Gulnara Karimova, the president’s eldest daughter who is under house arrest in Uzbekistan on corruption charges, has previously been named as a suspect in a money-laundering probe in Switzerland involving payments in Uzbekistan’s telecoms sector, which is linked to an ongoing bribery probe in Sweden.
Uzbek officials brushed aside criticism during a two-day session of a UN human rights panel, claiming that the international community is exaggerating some alleged abuses, such as forced sterilization and religious persecution.
The Uzbekistani delegation faced tough questions on a wide array of issues during the UN Human Rights Committee hearings on July 8-9. Forced and child labor in the cotton sector “were discussed at length,” a summary of proceedings posted on the UN committee’s website stated. Other issues raised included torture, gay rights, forced sterilization and freedom of speech.

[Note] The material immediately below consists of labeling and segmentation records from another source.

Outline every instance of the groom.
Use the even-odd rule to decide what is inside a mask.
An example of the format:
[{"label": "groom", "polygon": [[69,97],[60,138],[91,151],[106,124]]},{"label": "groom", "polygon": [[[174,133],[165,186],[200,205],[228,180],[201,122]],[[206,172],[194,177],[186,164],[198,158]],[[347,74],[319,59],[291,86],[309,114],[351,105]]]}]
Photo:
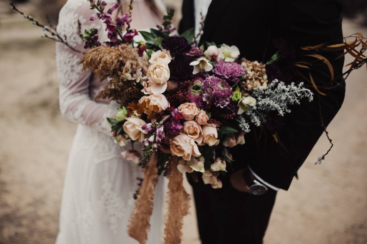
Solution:
[{"label": "groom", "polygon": [[[200,44],[235,45],[241,57],[266,62],[277,51],[274,41],[279,38],[296,51],[301,46],[340,42],[342,5],[342,0],[184,0],[179,30],[195,27],[198,33],[202,12],[206,16]],[[342,74],[344,60],[330,58],[342,53],[319,53],[329,58],[335,77]],[[328,72],[322,65],[314,68]],[[308,72],[304,75],[308,76]],[[321,72],[312,75],[318,86],[330,81]],[[342,79],[337,81],[342,85],[321,90],[327,95],[313,90],[313,101],[303,101],[291,109],[277,133],[278,143],[270,133],[263,133],[259,139],[261,132],[252,128],[245,145],[230,152],[235,170],[221,179],[222,188],[191,182],[203,244],[262,243],[277,191],[288,190],[323,132],[320,109],[327,126],[341,106],[345,84]]]}]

Allegations of abuses were highlighted in a report published during the run-up to the UN review by the International Partnership for Human Rights, a Brussels-based NGO that asserted “fundamental rights and freedoms of individuals continue to be routinely violated in Uzbekistan.”
Islam Jasimov, a department head at Uzbekistan’s Prosecutor General’s Office, presented the government’s report. He defended Tashkent’s record on child labor, pointing to “progress” that “had been received very positively” by the International Labor Organization (ILO).
Since 2012, Tashkent has prohibited the use of child labor in the cotton harvest, but rights campaigners say this has simply shifted the burden to adults. Roughly 4 million were pressed into service to help gather the harvest last fall, according to the Cotton Campaign, a coalition pushing to end forced labor in the sector.